Comment 2 Udi Shkalim 2016-08-16 11:47:16 UTC
Created attachment 1191251 [details]
controller-1 sosreport

Comment 3 Udi Shkalim 2016-08-16 11:49:17 UTC
Created attachment 1191253 [details]
controller-2 sosreport

Comment 4 John Eckersberg 2016-08-17 15:05:51 UTC
I think you must be resource starved on your controller hosts.  RabbitMQ is taking a very long time to do even the most basic startup on controller0:

=INFO REPORT==== 14-Aug-2016::13:27:58 ===
Starting RabbitMQ 3.6.3 on Erlang 18.3.4.1

[...]

=INFO REPORT==== 14-Aug-2016::13:28:29 ===
Server startup complete; 0 plugins started.

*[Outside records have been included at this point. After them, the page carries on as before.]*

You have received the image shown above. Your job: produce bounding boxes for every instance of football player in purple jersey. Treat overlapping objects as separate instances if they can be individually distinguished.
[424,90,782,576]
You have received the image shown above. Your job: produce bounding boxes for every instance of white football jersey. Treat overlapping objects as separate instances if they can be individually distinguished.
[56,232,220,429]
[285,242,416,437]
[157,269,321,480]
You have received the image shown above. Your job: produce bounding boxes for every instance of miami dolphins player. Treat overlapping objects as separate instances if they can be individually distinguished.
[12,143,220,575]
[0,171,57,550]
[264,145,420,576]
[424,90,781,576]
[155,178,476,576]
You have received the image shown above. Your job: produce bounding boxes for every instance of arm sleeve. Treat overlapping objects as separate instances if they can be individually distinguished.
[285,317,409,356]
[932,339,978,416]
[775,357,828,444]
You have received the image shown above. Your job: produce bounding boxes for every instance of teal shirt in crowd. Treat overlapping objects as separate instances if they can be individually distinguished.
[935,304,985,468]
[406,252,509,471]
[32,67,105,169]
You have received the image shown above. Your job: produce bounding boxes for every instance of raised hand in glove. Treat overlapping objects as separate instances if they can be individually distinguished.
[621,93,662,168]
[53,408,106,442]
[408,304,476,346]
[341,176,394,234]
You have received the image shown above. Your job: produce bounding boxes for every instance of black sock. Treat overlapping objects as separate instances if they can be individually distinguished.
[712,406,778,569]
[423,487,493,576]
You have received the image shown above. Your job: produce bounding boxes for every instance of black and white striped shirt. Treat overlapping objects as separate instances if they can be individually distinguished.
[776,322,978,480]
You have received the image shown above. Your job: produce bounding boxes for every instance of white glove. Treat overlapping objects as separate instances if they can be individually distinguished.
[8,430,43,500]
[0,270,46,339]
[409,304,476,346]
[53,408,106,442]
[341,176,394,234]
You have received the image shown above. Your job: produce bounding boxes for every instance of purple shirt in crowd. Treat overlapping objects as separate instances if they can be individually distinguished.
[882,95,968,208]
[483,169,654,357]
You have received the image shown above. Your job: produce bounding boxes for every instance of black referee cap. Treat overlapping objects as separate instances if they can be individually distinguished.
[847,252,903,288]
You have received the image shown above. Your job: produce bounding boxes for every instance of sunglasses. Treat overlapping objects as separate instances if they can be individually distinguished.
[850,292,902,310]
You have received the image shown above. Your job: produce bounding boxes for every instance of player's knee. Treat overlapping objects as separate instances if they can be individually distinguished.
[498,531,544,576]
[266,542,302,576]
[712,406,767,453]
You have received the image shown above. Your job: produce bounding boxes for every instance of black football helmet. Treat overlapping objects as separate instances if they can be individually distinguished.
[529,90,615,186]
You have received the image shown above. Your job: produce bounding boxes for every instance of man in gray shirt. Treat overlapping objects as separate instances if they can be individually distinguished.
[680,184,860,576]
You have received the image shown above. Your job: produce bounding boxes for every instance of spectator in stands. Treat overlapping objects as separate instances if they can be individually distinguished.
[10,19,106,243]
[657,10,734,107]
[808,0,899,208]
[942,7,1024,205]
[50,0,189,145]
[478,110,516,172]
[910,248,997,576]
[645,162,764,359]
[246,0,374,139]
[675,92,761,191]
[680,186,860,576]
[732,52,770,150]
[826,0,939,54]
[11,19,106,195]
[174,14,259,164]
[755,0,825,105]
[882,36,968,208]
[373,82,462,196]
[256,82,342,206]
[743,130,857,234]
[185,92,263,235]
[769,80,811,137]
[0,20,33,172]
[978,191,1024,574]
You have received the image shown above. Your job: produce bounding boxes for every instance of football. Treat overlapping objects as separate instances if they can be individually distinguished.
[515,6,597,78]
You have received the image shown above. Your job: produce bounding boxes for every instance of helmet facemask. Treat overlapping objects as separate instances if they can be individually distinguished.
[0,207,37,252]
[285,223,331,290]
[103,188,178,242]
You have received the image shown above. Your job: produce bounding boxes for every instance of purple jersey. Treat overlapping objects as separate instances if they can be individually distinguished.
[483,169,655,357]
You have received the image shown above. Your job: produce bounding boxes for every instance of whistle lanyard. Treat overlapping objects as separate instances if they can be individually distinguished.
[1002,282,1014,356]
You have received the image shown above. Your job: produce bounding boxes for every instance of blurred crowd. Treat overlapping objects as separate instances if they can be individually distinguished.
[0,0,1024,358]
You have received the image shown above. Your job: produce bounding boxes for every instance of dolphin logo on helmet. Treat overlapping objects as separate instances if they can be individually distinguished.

Over 30 seconds.  That is before any of the clustering logic starts to kick in.  Under normal circumstances that part of startup should be nearly instant.  On my laptop it starts in less than one second.

Comment 5 Udi Shkalim 2016-08-28 15:14:37 UTC
I've been monitoring the hypervisor CPU usage during the overcloud deployment especially during the rabbitmq startup.

I've noticed that the undercloud is a high consumer and during the controllers startup CPU of controllers and undercloud spikes to 300-500% per vm.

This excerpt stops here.